11. Les dispositions de l’article L. 761-1 du code de justice administrative font obstacle à ce que soit mis à la charge de l’association Bien vivre dans le calme et autres, qui ne sont pas, dans la présente instance, la partie perdante, le versement de la somme demandée par la société Centrale éolienne de la Voie verte au titre de l’article L. 761-1 du code de justice administrative.
DÉCIDE :
Article 1er : Le jugement du 25 février 2021 du tribunal administratif de Nantes est annulé.
Article 2 : L’arrêté du 20 novembre 2017 du préfet de la Sarthe est annulé.
Article 3 : L’Etat versera à l’association « Bien vivre dans le calme », l’association « Société pour la protection des paysages et de l’esthétique de la France », M. et Mme M…, M. et Mme AC…, M. et Mme H…, M. et Mme B…, M. et Mme AB…, M. et Mme S…, M. O…, M. et Mme Y…, M. et Mme G… Z…, Mme AM… L…, Mme U… L…, M. et Mme AG… et M. et Mme W… une somme globale de 1 500 euros au titre de l’article L. 761-1 du code de justice administrative.
Article 4 : Les conclusions présentées au profit de l’association des amis du domaine médiéval de Moullins, de M. et Mme N… et de M. et Mme A… J… au titre de l’article L. 761-1 du code de justice administrative sont rejetées.
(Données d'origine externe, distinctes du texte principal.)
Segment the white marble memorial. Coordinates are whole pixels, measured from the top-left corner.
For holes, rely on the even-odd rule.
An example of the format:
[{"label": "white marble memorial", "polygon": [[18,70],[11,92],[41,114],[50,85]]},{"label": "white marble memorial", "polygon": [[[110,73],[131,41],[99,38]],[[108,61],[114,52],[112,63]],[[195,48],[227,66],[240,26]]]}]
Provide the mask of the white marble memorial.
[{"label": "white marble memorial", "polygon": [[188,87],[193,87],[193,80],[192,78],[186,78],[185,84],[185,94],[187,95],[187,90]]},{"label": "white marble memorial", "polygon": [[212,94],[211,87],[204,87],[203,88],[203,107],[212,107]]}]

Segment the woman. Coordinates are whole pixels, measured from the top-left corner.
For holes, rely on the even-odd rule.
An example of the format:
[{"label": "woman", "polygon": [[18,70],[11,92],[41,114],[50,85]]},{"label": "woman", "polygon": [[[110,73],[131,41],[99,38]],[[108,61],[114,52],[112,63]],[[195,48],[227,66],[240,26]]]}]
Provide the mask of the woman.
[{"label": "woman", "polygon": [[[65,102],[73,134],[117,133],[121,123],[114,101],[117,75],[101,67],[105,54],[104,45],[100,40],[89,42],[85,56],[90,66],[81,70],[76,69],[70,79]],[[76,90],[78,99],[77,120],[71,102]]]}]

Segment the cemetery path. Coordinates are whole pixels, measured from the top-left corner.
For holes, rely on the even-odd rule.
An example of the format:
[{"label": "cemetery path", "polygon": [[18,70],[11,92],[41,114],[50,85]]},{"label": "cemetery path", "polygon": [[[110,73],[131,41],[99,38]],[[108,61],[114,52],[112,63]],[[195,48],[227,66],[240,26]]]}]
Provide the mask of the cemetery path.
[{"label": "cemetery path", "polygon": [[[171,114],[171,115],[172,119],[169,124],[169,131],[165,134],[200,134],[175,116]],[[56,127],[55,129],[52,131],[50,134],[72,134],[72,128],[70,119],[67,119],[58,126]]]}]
Article 5 : Les conclusions présentées par la société Centrale éolienne de la Voie verte au titre de l’article L. 761-1 du code de justice administrative sont rejetées.
Article 6 : Le présent arrêt sera notifié à M. F… M…, représentant unique désigné par Me Echezar, mandataire, à la ministre de la transition écologique, de la biodiversité, de la forêt, de la mer et de la pêche et à la société Centrale éolienne de la Voie verte.
Une copie du présent arrêt sera adressé, pour information, au préfet de la Sarthe.
Délibéré après l’audience du 6 mai 2025, à laquelle siégeaient :
– Mme Buffet, présidente de chambre,
– Mme Montes-Derouet, présidente-assesseure,
– M. Mas, premier conseiller.
Rendu public par mise à disposition au greffe le 23 mai 2025.
Le rapporteur,
B. MASLa présidente,
C. BUFFET
La greffière,
A. MARCHAND
La République mande et ordonne à la ministre de la transition écologique, de la biodiversité, de la forêt, de la mer et de la pêche en ce qui la concerne, et à tous commissaires de justice à ce requis en ce qui concerne les voies de droit commun contre les parties privées, de pourvoir à l’exécution de la présente décision.